Police officers do not receive any formal training in this work, which includes escorting convicted offenders to mental health and drug and alcohol abuse appointments and helping them to complete applications for benefits.
The integrated offender management scheme was initially intended to provide linked-up policing, probation, mental health and social welfare services to manage habitual offenders in an attempt to address the problem of reoffending. It was widened significantly in 2015 to potentially include all types of offenders, but focuses particularly on those believed to be likely to commit acts of violence or self-harm.

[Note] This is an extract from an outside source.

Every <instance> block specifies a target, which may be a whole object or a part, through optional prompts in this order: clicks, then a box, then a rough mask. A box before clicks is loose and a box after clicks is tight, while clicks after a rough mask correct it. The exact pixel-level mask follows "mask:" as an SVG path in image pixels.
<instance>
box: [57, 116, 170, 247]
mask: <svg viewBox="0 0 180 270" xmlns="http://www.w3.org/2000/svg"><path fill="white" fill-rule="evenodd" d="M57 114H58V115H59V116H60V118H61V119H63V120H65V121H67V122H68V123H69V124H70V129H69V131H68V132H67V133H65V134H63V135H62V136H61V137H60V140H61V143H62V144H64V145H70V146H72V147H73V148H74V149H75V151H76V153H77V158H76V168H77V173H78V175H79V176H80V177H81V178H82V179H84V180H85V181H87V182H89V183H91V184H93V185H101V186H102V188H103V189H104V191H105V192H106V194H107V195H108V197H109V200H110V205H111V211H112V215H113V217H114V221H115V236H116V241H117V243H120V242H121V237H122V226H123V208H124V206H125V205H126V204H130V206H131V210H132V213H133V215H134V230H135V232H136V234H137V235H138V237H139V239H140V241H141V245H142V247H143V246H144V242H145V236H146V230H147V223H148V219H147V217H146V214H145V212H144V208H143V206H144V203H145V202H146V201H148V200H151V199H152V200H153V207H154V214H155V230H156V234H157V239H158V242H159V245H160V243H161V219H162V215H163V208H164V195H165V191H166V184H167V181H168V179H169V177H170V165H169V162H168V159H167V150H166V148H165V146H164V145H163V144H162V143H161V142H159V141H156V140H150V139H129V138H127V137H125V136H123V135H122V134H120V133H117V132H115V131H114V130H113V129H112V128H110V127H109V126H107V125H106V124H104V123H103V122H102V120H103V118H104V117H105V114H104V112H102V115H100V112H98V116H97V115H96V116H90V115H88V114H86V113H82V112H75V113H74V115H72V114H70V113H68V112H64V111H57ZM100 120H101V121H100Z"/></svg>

However, it has since ‘lost its way’ according to the report by HM Inspectorate of Probation and HM Inspectorate of Constabulary and Fire & Rescue Services. ‘The reality is roughly 80% of police officers’ time is spent dealing with non-crime related incidents, and budget cuts have created pressures not only across policing, but across all public services,’ the Police Federation chair John Apter told the Daily Telegraph (here). The situation has arisen in part because services such as those intended to help with drug or alcohol misuse are so under-resourced that they are not able to provide access to those who desperately need them.
According to the report, only 44% of those enrolled in the Integrated Offender Management scheme received sufficient drug misuse services to address their risk of reoffending, with alcohol misuse following closely behind at 46%.
Though the scheme was initially intended to direct drug and alcohol misuse services to those who presented the highest risk to themselves and others, individuals enrolled in IOM are no longer seen as a number one priority.
According to the report, the scheme has instead led to a disintegration of services and an increased workload on probation staff due to a lack of centralised national oversight and a funding deficit across the board.
Instead of fostering cooperation among police, probation, and other services, these factors have instead resulted in police officers having to fill the gaps left by an under-resourced and over-worked probation service instead of using their time to investigate and prevent crime.
The increased breadth of the programme, as well as ‘limited commitment to developing evaluation and establishing a performance framework at a national level’ has led to such a lack of information about its outcomes that no adequate data exists on whether it is broadly effective at all in preventing and reducing reoffending or promoting successful rehabilitation.
The report stresses that a clearer definition of the programme’s operating model is required, as well as a comprehensive Ministry of Justice review of its costs and benefits. It also recommends that officers need to be trained if they are to be expected to carry out this work, especially when dealing with children and vulnerable adults.